Эгоист — страница 27 из 45

— В этот раз — обязательно, — не согласился. — Потому что в ближайшее время, я думаю, нам надо перестать встречаться.

— Почему? — Столько боли и непонимания в её глазах я ещё не видел и готов был надрать собственную задницу за то, что именно я стал причиной их появления.

— Он любит… причинять боль своим близким. Это извращённое развлечение доставляет ему огромное удовольствие. Мне до срыва голоса больно вспоминать то время, когда он был моим старшим братом. Я боготворил его, ставил превыше всех в своей семье. До того самого дня, когда из-за него моя жизнь и жизни Лёхи и Макса ухнули на самое дно.

— Что случилось? — тихо спросила Ксюша, поглаживая меня по щеке.

Она должна быть ближе, чтобы между нами стало на одну тайну меньше. Я подхватил её под ягодицы и сел на кровать, оставив её на своих коленях. Девушка тесно прижалась ко мне — так, как я того хотел — и уткнулась лицом в моё плечо.

— Когда нам было по восемнадцать, — как раз перед поступлением в универ, — мой старший брат связался с торговцами наркотой. Не знаю, как он на них вышел, и зачем ему вообще всё это понадобилось, но в один прекрасный день он заявился домой с огромной суммой денег. Тогда мы ещё не знали, как именно он их зарабатывал. Брат успокаивал нас, что всё легально, и закон он не нарушает. Родителям его деньги были без надобности — сами прилично зарабатывали — поэтому он поделился ими со мной. А через пару дней приполз домой; на нём живого места не было — сплошной фарш вместо лица, многочисленные переломы и ушибы. Брат два месяца провалялся в больнице загипсованный, я не отходил от него ни на шаг. Он повторял, что всё будет хорошо, когда смог разговаривать, и я ему верил. А после… я узнал, что он пытался заманить в свою новую профессию Лёху. Вот только Лёха быстро понял, чем пахнет, и попытался вразумить моего братца. А тот, чтобы сохранить тайну, накачал моего другана наркотой. Лёха тогда знатно подсел на эту дурь, мы полгода его с иглы снимали по разным реабилитационным центрам и больницам. По очереди с парнями дежурили в его палате, чтобы он не дай Бог не сбежал в поисках новой дозы. — Я на минуту замолчал, переводя дух, но понимал, что уже не могу остановиться. — А пока мы боролись за Лёху, этот ублюдок нацелился на семью Макса: со своими новыми дружками обнёс весь их дом, ни гроша не оставил. Они тогда в долговую яму попали — в доме не только их личные деньги были — наши семьи помогали им, чем могли. На Макса в то время смотреть было страшно — искал подработки, где только мог, иногда и сутки напролёт ишачил, лишь бы семье помочь. Но даже это не было кульминацией: через пару дней в наш дом нагрянула полиция и предъявила мне ордер на арест.

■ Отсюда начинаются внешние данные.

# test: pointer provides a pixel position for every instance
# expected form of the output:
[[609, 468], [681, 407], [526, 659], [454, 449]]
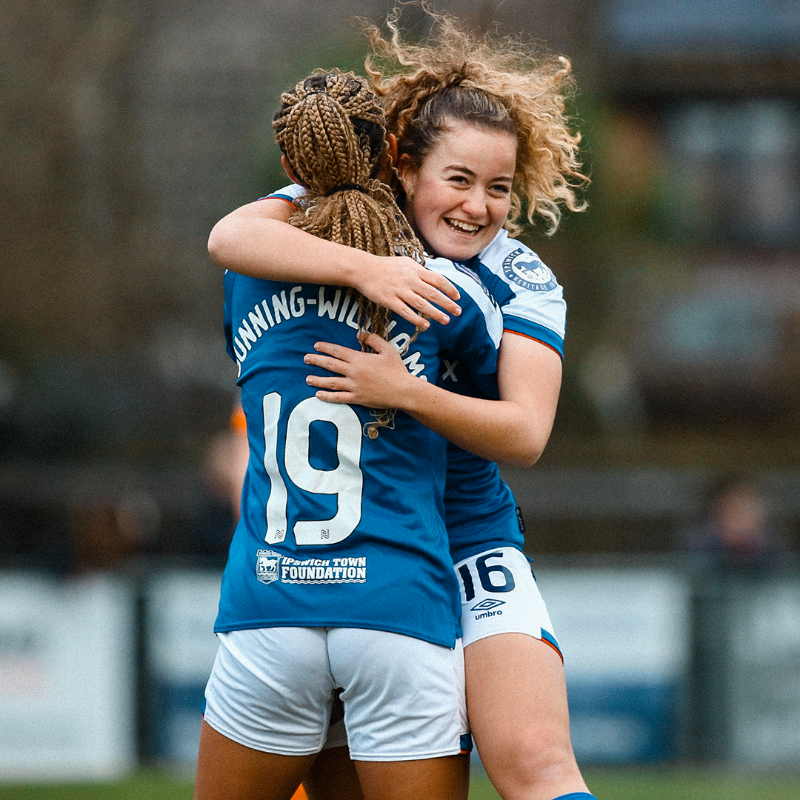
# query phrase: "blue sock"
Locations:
[[576, 796]]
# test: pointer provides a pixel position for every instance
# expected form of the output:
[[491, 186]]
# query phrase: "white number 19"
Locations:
[[346, 480]]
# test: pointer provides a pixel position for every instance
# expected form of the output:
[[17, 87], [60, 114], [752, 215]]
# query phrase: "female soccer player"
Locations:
[[481, 129], [339, 578]]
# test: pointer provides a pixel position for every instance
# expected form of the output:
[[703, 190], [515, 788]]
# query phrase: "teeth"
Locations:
[[467, 227]]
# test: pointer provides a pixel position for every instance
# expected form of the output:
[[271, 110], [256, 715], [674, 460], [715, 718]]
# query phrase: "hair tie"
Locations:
[[343, 187]]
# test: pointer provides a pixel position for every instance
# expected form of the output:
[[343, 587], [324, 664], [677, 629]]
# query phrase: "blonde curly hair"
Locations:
[[498, 83], [331, 129]]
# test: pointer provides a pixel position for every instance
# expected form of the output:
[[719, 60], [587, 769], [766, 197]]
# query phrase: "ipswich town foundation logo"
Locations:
[[272, 566], [523, 267], [267, 565]]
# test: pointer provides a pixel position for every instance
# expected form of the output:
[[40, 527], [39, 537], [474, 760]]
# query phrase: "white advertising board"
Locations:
[[66, 678], [181, 646], [624, 633]]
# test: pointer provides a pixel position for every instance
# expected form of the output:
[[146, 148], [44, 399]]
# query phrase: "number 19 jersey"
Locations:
[[337, 529]]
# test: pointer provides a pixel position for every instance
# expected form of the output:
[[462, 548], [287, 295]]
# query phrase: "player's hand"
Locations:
[[417, 294], [367, 379]]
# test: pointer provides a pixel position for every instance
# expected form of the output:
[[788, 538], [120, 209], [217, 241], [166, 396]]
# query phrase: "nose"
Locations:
[[474, 202]]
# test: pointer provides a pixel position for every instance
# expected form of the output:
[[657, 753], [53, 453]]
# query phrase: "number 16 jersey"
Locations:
[[337, 529]]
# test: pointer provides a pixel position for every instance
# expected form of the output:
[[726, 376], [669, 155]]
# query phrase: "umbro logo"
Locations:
[[486, 605]]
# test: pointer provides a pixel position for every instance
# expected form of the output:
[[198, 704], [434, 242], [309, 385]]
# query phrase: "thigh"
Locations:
[[499, 595], [403, 697], [333, 776], [271, 690], [517, 703], [227, 770], [444, 778]]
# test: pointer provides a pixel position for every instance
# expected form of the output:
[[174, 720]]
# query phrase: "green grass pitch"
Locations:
[[607, 784]]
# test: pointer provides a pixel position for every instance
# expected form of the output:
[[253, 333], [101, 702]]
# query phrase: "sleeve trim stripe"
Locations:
[[280, 197], [538, 332]]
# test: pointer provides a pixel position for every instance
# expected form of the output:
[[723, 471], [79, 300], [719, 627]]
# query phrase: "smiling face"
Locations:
[[458, 198]]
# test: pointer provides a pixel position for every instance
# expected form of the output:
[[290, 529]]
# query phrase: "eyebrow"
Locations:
[[467, 171]]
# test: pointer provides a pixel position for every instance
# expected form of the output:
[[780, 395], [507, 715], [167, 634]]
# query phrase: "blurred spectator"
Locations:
[[106, 535], [737, 530]]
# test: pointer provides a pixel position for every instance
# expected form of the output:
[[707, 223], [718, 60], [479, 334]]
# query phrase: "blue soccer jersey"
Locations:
[[339, 530], [480, 509]]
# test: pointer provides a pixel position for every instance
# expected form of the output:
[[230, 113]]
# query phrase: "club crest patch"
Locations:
[[525, 269]]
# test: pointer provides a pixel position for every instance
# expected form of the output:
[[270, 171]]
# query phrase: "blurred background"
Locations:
[[664, 516]]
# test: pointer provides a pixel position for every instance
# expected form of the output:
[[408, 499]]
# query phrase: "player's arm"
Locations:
[[513, 430], [257, 240]]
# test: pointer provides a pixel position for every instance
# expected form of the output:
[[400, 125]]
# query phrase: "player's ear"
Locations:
[[407, 172], [391, 146], [388, 159], [287, 168]]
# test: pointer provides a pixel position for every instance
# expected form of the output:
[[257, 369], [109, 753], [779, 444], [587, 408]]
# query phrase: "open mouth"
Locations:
[[457, 225]]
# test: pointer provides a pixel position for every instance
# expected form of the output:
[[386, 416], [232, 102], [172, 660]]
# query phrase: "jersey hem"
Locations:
[[450, 644]]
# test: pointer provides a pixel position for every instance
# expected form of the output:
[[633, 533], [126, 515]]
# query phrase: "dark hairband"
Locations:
[[343, 187]]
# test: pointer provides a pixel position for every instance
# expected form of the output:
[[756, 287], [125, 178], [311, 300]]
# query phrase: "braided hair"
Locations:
[[331, 129]]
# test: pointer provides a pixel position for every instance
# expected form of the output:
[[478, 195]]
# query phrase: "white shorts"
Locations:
[[499, 595], [272, 689]]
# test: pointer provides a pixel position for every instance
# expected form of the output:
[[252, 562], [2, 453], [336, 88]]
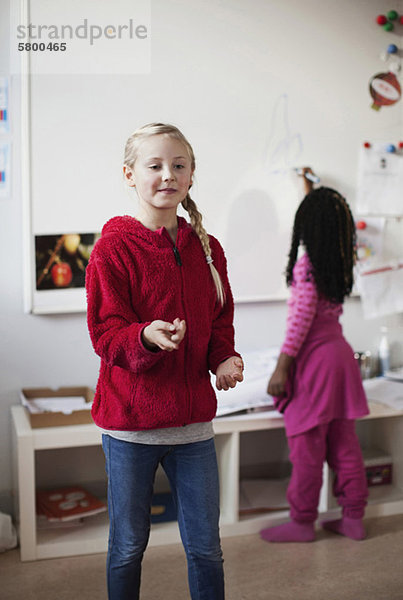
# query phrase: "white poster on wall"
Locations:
[[380, 180]]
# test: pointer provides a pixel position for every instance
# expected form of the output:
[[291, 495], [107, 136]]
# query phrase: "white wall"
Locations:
[[55, 350]]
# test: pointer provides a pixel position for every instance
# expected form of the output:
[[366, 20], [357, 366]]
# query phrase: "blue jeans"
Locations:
[[193, 476]]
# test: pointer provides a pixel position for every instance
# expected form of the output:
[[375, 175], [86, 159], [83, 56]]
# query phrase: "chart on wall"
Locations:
[[247, 102]]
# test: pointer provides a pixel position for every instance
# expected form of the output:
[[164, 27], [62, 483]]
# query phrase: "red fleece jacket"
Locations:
[[133, 277]]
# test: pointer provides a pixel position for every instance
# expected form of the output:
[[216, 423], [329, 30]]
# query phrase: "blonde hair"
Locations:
[[131, 149]]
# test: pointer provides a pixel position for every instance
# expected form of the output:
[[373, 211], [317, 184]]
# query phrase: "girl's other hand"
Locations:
[[229, 373], [308, 184], [164, 335]]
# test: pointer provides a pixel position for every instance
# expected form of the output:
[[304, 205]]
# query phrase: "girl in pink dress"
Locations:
[[316, 382]]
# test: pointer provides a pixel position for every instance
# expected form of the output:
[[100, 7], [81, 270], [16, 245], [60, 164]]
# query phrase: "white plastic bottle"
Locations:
[[384, 352]]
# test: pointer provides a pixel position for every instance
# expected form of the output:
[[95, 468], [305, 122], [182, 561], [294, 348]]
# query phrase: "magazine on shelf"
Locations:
[[67, 503]]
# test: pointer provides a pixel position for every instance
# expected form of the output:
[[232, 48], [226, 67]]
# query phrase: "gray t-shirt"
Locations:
[[187, 434]]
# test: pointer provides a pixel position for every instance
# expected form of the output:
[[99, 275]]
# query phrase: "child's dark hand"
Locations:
[[229, 373], [276, 386]]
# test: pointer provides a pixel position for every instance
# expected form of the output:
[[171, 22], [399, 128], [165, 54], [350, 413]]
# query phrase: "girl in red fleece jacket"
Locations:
[[160, 316]]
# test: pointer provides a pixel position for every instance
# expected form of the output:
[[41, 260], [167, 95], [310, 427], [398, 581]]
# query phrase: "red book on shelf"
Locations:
[[67, 503]]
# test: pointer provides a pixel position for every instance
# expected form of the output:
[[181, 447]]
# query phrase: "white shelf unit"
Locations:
[[383, 428]]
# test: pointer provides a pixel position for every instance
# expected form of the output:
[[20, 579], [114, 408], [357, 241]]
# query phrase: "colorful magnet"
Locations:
[[384, 89], [392, 15]]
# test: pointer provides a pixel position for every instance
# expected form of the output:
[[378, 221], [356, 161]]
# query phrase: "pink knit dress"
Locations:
[[326, 382]]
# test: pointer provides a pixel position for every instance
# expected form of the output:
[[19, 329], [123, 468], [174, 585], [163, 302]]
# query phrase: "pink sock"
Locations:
[[352, 528], [289, 532]]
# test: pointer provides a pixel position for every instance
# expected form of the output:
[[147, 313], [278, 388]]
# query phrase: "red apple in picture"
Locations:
[[61, 274]]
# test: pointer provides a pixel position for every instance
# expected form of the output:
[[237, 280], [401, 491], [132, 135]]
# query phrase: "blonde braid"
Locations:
[[196, 221]]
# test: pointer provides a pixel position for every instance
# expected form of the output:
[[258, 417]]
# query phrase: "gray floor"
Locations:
[[331, 568]]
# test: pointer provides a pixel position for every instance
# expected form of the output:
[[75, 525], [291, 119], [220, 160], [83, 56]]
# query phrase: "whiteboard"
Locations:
[[258, 88]]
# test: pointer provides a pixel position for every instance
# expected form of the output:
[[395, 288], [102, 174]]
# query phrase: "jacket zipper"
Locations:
[[177, 256], [179, 263]]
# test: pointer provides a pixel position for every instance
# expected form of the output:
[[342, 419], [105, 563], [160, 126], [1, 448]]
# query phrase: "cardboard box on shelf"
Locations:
[[42, 406], [378, 467]]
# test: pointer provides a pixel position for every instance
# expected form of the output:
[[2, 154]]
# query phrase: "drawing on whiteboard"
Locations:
[[261, 214], [283, 147], [61, 260]]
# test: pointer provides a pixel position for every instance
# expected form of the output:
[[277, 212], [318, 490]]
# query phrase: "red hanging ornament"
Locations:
[[384, 89]]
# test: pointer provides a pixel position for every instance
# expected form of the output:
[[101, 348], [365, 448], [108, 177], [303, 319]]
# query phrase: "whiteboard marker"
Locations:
[[310, 176]]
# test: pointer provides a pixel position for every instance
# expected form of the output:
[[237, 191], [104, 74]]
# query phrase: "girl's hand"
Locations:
[[163, 335], [229, 373], [308, 184]]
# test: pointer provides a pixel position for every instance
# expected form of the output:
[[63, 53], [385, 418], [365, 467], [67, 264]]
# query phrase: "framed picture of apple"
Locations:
[[60, 263]]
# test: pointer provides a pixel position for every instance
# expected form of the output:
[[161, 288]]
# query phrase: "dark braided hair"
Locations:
[[325, 225]]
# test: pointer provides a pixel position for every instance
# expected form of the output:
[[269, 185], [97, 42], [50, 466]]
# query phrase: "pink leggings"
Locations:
[[337, 443]]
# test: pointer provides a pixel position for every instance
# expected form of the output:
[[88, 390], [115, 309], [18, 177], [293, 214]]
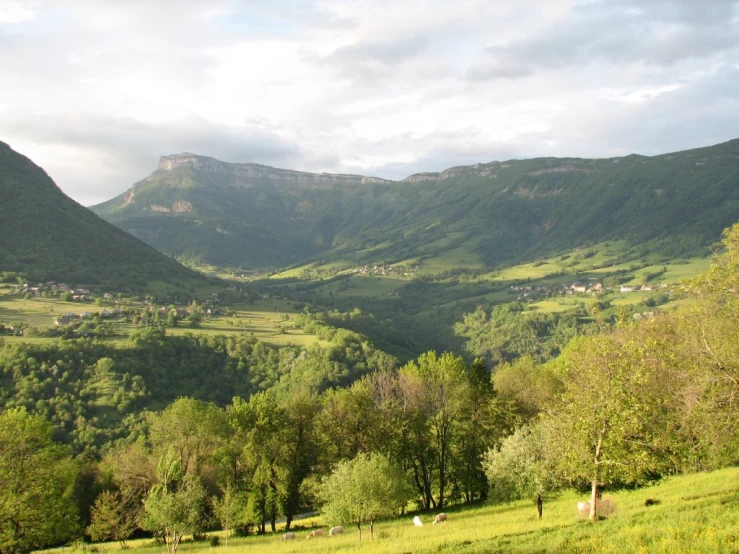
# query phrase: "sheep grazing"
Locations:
[[439, 518]]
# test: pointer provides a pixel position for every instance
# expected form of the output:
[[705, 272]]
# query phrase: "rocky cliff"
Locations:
[[245, 173]]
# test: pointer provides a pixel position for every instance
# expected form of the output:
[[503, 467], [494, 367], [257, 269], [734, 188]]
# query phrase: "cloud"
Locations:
[[96, 91], [98, 157], [617, 33]]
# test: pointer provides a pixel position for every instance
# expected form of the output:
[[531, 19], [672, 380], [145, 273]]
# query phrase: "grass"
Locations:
[[695, 514], [263, 318], [363, 285]]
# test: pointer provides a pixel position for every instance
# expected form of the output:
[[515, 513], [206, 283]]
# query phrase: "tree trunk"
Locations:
[[596, 472], [594, 500]]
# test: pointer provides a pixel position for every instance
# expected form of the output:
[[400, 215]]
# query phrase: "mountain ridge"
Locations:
[[45, 235], [253, 216]]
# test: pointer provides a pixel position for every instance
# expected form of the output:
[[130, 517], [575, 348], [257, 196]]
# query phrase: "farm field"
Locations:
[[696, 513], [268, 320]]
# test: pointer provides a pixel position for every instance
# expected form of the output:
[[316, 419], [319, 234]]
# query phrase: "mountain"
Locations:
[[46, 235], [256, 216]]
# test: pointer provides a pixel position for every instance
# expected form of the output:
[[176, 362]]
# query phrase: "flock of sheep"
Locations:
[[339, 529]]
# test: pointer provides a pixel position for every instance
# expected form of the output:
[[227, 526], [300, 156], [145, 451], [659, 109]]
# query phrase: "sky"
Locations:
[[94, 91]]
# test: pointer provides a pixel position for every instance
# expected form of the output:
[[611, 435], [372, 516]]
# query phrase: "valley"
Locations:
[[457, 351]]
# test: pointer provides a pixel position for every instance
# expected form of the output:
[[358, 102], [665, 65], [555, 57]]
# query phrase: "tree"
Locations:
[[229, 509], [518, 468], [447, 390], [610, 425], [37, 479], [259, 426], [364, 489], [112, 519], [175, 505]]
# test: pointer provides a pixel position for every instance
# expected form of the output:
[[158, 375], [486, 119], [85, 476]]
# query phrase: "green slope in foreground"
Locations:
[[696, 513]]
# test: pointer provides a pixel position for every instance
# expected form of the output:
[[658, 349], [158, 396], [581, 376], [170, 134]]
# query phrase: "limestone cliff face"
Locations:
[[244, 173]]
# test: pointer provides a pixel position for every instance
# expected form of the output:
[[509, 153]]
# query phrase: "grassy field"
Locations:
[[265, 319], [363, 285], [695, 514]]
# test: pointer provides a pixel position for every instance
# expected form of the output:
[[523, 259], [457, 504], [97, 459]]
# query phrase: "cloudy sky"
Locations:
[[95, 91]]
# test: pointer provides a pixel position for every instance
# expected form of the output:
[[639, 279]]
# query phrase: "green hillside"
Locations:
[[481, 216], [46, 235]]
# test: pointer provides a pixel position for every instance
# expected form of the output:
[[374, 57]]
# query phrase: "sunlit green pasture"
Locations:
[[38, 312], [269, 320], [460, 257], [696, 513], [363, 285]]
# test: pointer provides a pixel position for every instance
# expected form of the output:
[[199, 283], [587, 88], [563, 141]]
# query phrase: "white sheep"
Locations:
[[439, 518]]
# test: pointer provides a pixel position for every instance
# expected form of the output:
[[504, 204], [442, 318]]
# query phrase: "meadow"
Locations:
[[267, 319], [696, 513]]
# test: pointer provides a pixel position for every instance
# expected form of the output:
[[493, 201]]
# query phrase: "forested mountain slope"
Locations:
[[256, 216], [46, 235]]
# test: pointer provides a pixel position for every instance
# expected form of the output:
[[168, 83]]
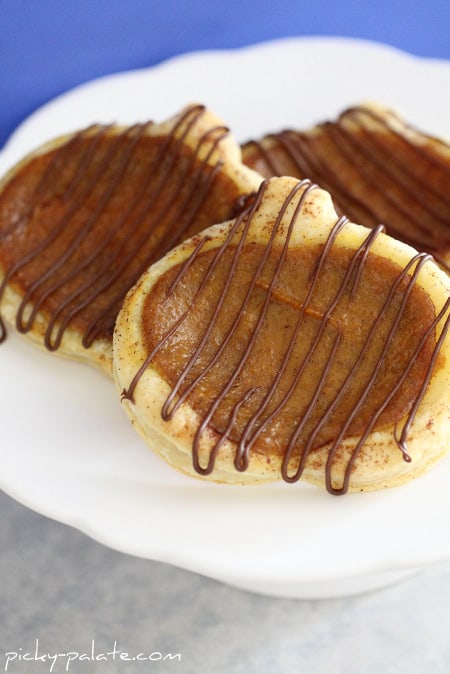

Ксюша испуганно дёрнулась и попыталась отстраниться, но я лишь сильнее прижал её к себе.

— Дай мне закончить. — Она послушно затихла; лишь впилась пальцами в мои плечи. — Когда мы с родителями в сопровождении приехали в участок, оказалось, что мой старший брат, которого я уважал больше родного отца, задолжал своим «работодателям» кругленькую сумму, но сказать об этом родителям означало признаться в незаконной деятельности, поэтому он и обчистил дом Макса. Однако этого оказалось недостаточно, и он пошёл дальше: потребовал у отца свою долю в фирме и продал её нашим конкурентам. Мать едва не поседела, когда узнала; «Корвалол» пила вёдрами, чуть в больницу с нервным срывом не слегла. Мы с отцом впахивали, как проклятые, чтобы выкупить эти акции обратно; пришлось брать в универе акодем — это было прямо во время зимней сессии — потому что времени на учёбу совершенно не оставалось. Тогда-то мы все от Никиты и отвернулись, а он решил нас добить: начал сбагривать дурь, но решил прикрыться и выставил меня посредником между дилерами и потенциальными покупателями. За это меня и хотели посадить.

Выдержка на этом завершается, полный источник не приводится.